Randomized Controlled Trial.
Eighteen intervention practices with 43 physicians and 14 control practices with 24 physicians; all from adult primary care practices.
Modeled on 2008 NCQA PPC®-PCMH™, intervention practices received 18 months of tailored practice redesign support; 2 years of revised payment, including up to $2.50 per member per month (PMPM) for achieving quality targets and up to $2.50 PMPM for PPC-PCMH recognition; and 18 months of embedded care management support.
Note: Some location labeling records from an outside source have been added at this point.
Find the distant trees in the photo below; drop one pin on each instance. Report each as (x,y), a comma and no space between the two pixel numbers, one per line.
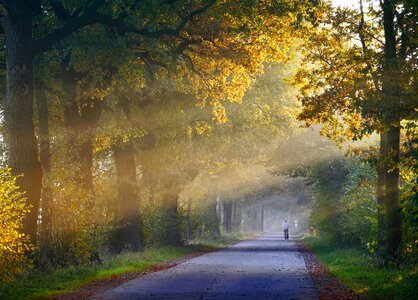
(361,78)
(104,74)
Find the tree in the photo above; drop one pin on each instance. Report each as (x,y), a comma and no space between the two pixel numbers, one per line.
(349,86)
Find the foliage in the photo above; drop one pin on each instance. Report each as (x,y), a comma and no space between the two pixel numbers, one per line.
(358,272)
(81,223)
(14,245)
(345,207)
(359,207)
(57,281)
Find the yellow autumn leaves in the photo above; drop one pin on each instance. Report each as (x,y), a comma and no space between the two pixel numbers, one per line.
(13,244)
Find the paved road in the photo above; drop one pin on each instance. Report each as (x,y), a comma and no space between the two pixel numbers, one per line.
(263,268)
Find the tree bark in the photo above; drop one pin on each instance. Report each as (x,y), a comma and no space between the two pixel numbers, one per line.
(131,235)
(392,118)
(236,221)
(21,140)
(394,218)
(381,181)
(45,158)
(81,120)
(227,214)
(262,219)
(188,220)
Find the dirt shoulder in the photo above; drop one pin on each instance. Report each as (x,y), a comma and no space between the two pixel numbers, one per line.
(329,287)
(91,289)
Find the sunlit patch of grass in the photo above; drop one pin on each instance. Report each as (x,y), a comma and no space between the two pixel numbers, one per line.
(358,273)
(39,284)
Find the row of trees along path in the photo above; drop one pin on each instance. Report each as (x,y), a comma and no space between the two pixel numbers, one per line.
(94,45)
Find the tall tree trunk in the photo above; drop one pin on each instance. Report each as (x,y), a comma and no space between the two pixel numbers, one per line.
(262,219)
(81,120)
(394,218)
(188,220)
(172,220)
(381,181)
(21,140)
(131,234)
(389,88)
(236,220)
(227,214)
(89,121)
(212,219)
(45,158)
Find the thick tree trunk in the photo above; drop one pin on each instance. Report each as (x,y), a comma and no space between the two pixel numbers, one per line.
(131,235)
(172,234)
(236,220)
(21,140)
(394,218)
(227,216)
(188,220)
(212,220)
(381,181)
(45,158)
(81,120)
(392,104)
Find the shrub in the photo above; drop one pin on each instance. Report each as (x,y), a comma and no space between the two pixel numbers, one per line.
(13,243)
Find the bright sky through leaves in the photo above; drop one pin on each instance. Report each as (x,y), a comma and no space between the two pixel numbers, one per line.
(349,3)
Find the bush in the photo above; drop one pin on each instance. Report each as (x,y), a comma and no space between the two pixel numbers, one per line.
(13,243)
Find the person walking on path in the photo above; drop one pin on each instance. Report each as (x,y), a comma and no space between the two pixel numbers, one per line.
(285,227)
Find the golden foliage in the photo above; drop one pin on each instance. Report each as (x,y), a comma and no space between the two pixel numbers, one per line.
(13,244)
Controls received yearly participation payments.
Eleven clinical quality indicators from the 2009 HEDIS process and health outcomes measures derived from patient claims data; Ten efficiency indicators based on Thomson Reuter efficiency indexes and Emergency Department (ED) Visit Ratios; and a panel of costs of care measures.
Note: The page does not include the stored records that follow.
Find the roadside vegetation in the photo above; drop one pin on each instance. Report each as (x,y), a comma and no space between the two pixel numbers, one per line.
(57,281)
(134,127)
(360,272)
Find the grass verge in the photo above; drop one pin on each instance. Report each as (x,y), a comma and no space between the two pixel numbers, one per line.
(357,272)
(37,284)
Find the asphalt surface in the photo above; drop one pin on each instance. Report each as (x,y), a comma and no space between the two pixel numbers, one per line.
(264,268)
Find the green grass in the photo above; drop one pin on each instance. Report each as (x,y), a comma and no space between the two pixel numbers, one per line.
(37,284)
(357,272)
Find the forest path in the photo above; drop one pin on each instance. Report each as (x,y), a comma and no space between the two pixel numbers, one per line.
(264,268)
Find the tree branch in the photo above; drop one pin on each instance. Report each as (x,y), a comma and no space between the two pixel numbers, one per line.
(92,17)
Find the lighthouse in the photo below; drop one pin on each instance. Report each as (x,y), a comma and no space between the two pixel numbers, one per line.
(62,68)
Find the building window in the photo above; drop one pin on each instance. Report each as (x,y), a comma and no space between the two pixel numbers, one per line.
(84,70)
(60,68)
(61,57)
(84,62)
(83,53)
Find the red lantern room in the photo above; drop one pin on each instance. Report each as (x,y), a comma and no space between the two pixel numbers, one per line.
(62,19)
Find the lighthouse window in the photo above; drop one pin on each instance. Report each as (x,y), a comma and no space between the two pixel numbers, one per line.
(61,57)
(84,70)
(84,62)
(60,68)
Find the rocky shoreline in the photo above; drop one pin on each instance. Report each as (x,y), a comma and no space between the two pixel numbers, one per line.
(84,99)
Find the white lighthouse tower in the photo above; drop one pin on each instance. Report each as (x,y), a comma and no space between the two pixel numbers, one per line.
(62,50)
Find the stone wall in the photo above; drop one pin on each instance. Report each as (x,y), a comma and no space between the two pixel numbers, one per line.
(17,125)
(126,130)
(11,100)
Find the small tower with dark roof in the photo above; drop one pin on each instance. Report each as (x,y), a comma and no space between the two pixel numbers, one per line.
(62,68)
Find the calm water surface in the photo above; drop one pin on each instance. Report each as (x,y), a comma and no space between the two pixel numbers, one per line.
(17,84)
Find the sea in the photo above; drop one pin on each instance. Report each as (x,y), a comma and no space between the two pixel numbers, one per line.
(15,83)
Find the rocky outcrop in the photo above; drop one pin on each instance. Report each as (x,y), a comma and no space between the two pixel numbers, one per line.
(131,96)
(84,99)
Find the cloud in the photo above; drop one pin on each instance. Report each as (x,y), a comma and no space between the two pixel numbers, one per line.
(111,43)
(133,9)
Compared to control physicians, intervention physicians significantly improved TWO of 11 quality indicators: hypertensive blood pressure control over 2 years (intervention +23 percentage points, control –2 percentage points, p = 0.02) and breast cancer screening over 3 years (intervention +3.5 percentage points, control −0.4 percentage points, p = 0.03). Compared to control physicians, intervention physicians significantly improved ONE of ten efficiency indicators: number of care episodes resulting in ED visits was reduced (intervention −0.7 percentage points, control + 0.5 percentage points, p = 0.002), with 3.8 fewer ED visits per year, saving approximately $1,900 in ED costs per physician, per year. There were no significant cost-savings on any of the pre-specified costs of care measures.
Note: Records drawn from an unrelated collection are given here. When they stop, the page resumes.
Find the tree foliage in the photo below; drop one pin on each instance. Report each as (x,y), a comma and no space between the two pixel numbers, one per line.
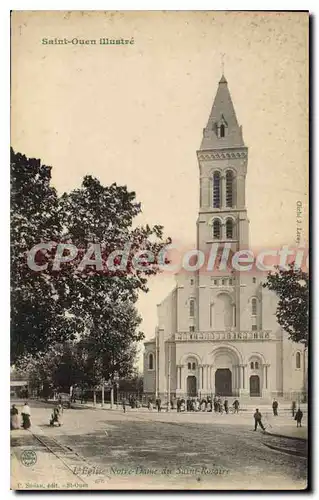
(92,308)
(292,289)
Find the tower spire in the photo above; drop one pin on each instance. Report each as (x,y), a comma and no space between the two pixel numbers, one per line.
(222,57)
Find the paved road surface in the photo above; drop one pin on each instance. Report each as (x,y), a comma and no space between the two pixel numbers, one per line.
(170,450)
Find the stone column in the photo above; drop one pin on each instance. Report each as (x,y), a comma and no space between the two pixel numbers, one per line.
(178,377)
(207,378)
(265,384)
(200,378)
(243,387)
(234,378)
(182,384)
(223,192)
In a randomized trial, we observed that some indicators of quality and efficiency of care in general adult primary care practices transitioning to PCMH status can be significantly, but modestly, improved over 2 years, although most indicators did not improve and there were no cost-savings compared with control practices. For the most part, quality and efficiency of care provided in unsupported control practices remained unchanged or worsened during the trial.